Qui aurait pu prédire que certains de ces objets pourraient aujourd’hui valoir cher? Seulement une minorité de collectionneurs et collectionneuses. Probablement parce que celles et ceux qui ont conservé ces objets si longtemps l’ont fait par passion et non seulement pour le fric.
Le potentiel retour sur investissement
D’un point de vue strictement financier, une collection n’est pas vraiment un bon move. Une étude réalisée par des économistes a tenté de mesurer le retour sur investissement des collections. On y apprend qu’à court terme, la majorité des objets de collection ont un retour plus faible que les actions en bourse. L’étude montre également qu’à long terme, les collections sont plus risquées que les actifs financiers.
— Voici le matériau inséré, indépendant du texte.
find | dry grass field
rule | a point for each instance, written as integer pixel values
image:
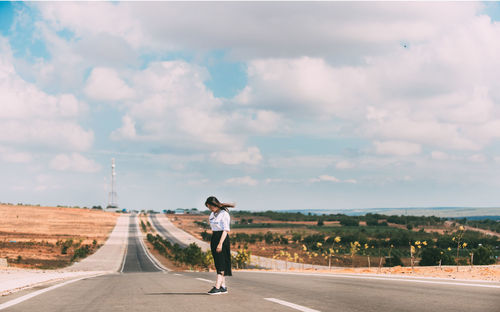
(33, 237)
(187, 223)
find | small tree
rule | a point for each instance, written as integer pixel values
(430, 256)
(483, 255)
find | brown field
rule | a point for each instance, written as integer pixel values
(31, 236)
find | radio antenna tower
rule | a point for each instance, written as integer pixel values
(112, 195)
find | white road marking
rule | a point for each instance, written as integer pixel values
(292, 305)
(9, 304)
(390, 279)
(205, 280)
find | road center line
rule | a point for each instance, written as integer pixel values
(9, 304)
(205, 280)
(291, 305)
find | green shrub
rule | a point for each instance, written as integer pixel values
(393, 260)
(483, 256)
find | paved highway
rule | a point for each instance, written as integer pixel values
(136, 259)
(164, 232)
(143, 287)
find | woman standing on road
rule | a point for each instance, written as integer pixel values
(219, 244)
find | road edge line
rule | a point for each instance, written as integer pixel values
(291, 305)
(13, 302)
(152, 258)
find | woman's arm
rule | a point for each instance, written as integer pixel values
(222, 238)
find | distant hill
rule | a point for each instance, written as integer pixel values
(443, 212)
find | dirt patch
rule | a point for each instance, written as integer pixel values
(33, 237)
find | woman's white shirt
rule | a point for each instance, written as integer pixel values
(220, 221)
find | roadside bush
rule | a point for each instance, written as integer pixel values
(483, 256)
(430, 256)
(349, 221)
(394, 260)
(81, 252)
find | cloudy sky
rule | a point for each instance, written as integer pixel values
(272, 105)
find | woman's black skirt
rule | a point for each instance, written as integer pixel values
(222, 259)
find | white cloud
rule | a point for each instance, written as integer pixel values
(479, 158)
(246, 180)
(13, 156)
(31, 116)
(325, 178)
(250, 156)
(344, 164)
(127, 130)
(105, 84)
(398, 148)
(438, 155)
(74, 162)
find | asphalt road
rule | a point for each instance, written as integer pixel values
(136, 259)
(164, 232)
(247, 292)
(142, 287)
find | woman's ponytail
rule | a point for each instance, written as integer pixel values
(215, 202)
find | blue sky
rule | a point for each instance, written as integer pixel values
(271, 105)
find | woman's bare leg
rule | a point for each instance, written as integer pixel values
(220, 279)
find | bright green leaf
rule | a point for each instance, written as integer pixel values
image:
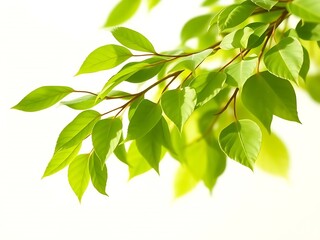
(266, 95)
(106, 135)
(78, 129)
(122, 12)
(78, 174)
(98, 174)
(178, 104)
(104, 58)
(285, 59)
(42, 98)
(133, 39)
(145, 117)
(61, 159)
(241, 141)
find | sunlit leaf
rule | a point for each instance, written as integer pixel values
(78, 175)
(285, 59)
(78, 129)
(241, 141)
(132, 39)
(106, 135)
(42, 98)
(104, 58)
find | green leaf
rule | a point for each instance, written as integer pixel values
(285, 59)
(265, 4)
(78, 129)
(42, 98)
(104, 58)
(133, 39)
(122, 12)
(61, 159)
(210, 86)
(136, 162)
(233, 15)
(273, 157)
(308, 10)
(308, 31)
(82, 103)
(98, 174)
(145, 117)
(239, 72)
(106, 135)
(266, 95)
(241, 141)
(178, 104)
(78, 175)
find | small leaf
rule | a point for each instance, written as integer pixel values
(266, 95)
(241, 141)
(78, 175)
(61, 159)
(308, 10)
(145, 117)
(104, 58)
(178, 104)
(82, 103)
(42, 98)
(122, 12)
(285, 59)
(106, 135)
(98, 174)
(78, 129)
(133, 39)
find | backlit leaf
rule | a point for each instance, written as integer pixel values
(285, 59)
(104, 58)
(78, 175)
(266, 95)
(241, 141)
(106, 135)
(178, 104)
(145, 117)
(42, 98)
(77, 130)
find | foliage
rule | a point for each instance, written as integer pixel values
(181, 103)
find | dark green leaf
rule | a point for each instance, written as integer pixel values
(145, 117)
(241, 141)
(42, 98)
(78, 129)
(285, 59)
(78, 174)
(122, 12)
(104, 58)
(106, 135)
(98, 174)
(266, 95)
(178, 105)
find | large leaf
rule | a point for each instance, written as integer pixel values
(123, 11)
(98, 174)
(241, 141)
(61, 159)
(78, 129)
(266, 95)
(106, 135)
(145, 117)
(133, 39)
(42, 98)
(285, 59)
(104, 58)
(178, 104)
(308, 10)
(78, 175)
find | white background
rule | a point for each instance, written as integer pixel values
(44, 43)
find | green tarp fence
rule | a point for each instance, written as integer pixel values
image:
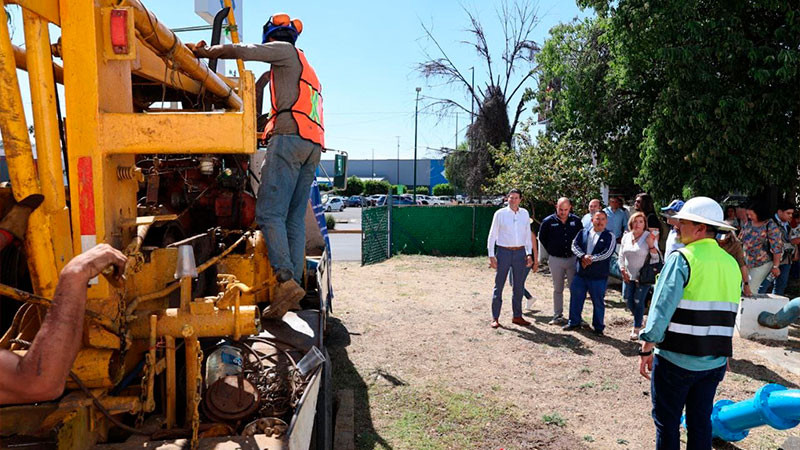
(374, 235)
(427, 230)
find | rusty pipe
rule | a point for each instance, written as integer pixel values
(215, 322)
(191, 345)
(150, 404)
(234, 33)
(175, 285)
(171, 49)
(171, 386)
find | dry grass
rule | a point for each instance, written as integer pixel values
(411, 336)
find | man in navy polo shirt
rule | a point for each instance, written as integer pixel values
(593, 247)
(556, 235)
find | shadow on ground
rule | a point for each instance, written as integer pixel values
(758, 372)
(346, 376)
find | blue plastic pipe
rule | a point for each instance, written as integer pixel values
(782, 318)
(773, 405)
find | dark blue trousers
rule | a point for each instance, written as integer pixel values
(674, 387)
(514, 261)
(596, 288)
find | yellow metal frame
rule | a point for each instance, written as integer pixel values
(103, 133)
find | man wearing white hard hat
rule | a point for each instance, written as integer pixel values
(690, 326)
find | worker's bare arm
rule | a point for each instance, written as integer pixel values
(40, 374)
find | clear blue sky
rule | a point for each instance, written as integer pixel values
(365, 54)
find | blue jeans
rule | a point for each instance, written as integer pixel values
(525, 292)
(286, 178)
(514, 261)
(674, 387)
(794, 272)
(778, 286)
(596, 288)
(635, 295)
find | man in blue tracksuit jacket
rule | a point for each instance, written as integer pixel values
(593, 248)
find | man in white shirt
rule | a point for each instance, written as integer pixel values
(594, 206)
(510, 248)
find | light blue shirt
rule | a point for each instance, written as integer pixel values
(586, 221)
(666, 296)
(617, 221)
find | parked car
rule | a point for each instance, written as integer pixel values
(334, 204)
(424, 199)
(373, 199)
(356, 200)
(444, 199)
(397, 200)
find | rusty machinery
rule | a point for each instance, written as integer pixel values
(150, 180)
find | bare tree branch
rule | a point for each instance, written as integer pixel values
(444, 68)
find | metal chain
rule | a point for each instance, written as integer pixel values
(197, 398)
(146, 373)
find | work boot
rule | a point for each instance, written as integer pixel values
(16, 221)
(287, 296)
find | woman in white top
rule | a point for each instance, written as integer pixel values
(635, 246)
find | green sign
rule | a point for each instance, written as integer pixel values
(340, 172)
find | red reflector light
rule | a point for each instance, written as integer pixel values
(119, 31)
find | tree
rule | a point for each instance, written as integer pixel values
(355, 186)
(444, 189)
(579, 94)
(547, 169)
(372, 187)
(712, 92)
(424, 190)
(492, 126)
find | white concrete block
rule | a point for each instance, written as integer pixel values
(747, 319)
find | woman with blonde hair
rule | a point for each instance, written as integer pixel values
(636, 245)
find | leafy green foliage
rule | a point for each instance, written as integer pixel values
(443, 189)
(355, 186)
(471, 170)
(376, 187)
(680, 96)
(548, 169)
(580, 95)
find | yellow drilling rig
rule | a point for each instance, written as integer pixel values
(154, 156)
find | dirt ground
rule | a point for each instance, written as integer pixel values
(411, 338)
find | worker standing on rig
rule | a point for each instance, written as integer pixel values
(296, 138)
(690, 324)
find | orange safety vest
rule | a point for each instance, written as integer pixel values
(306, 110)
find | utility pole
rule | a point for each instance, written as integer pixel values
(456, 147)
(398, 161)
(416, 117)
(472, 113)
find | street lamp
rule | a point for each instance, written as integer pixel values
(416, 114)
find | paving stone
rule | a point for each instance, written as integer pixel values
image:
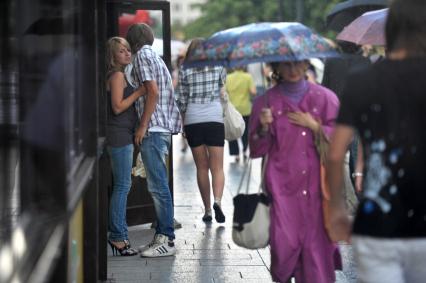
(206, 252)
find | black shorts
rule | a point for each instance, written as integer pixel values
(209, 133)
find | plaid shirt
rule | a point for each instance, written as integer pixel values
(199, 85)
(148, 66)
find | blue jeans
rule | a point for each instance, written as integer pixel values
(154, 148)
(121, 163)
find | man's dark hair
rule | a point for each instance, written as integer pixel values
(139, 35)
(406, 26)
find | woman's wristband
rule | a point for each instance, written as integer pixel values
(357, 174)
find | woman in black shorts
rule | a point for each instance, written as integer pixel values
(198, 96)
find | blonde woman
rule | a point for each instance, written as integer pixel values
(122, 119)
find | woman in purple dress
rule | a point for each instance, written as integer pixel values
(283, 125)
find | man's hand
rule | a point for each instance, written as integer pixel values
(340, 224)
(140, 133)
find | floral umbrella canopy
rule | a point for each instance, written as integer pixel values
(260, 42)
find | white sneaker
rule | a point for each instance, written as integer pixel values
(161, 247)
(151, 244)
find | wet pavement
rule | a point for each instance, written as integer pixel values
(206, 253)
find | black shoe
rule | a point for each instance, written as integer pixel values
(218, 214)
(123, 251)
(207, 217)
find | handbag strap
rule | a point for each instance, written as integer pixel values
(248, 169)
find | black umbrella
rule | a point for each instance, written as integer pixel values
(344, 13)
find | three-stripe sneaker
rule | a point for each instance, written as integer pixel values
(161, 247)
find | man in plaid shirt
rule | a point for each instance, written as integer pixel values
(159, 118)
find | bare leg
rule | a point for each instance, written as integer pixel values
(216, 169)
(201, 159)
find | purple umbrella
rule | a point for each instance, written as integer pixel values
(369, 28)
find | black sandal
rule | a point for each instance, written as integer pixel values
(126, 250)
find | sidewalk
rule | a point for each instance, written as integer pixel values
(206, 253)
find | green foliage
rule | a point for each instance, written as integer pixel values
(222, 14)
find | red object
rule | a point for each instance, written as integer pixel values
(126, 20)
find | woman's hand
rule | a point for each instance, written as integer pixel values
(304, 119)
(141, 91)
(266, 118)
(139, 134)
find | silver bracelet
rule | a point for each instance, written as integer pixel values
(357, 174)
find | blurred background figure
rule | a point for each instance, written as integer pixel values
(198, 98)
(386, 104)
(122, 120)
(241, 89)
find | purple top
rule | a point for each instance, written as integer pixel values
(294, 91)
(292, 176)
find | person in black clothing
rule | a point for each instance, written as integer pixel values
(122, 120)
(386, 104)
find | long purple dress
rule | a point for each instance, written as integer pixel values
(299, 244)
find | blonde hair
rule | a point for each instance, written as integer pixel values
(113, 45)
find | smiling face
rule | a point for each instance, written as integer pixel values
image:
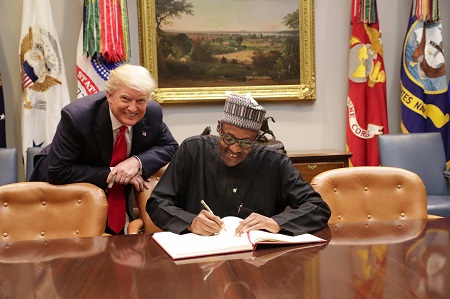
(128, 105)
(233, 154)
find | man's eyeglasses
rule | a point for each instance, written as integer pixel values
(230, 140)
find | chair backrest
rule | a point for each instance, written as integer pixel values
(422, 153)
(372, 193)
(8, 164)
(39, 210)
(31, 152)
(141, 200)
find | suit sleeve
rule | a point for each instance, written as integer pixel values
(65, 154)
Pour empêcher qu’ils s’endommagent, la plupart des objets de collection ont besoin d’être entreposés, entretenus et protégés.
Toujours selon cette étude, il faut aussi tenir compte du facteur de dépréciation. Pour empêcher qu’ils s’endommagent, la plupart des objets de collection ont besoin d’être entreposés, entretenus et protégés. Avec le temps, tout ça génère des coûts.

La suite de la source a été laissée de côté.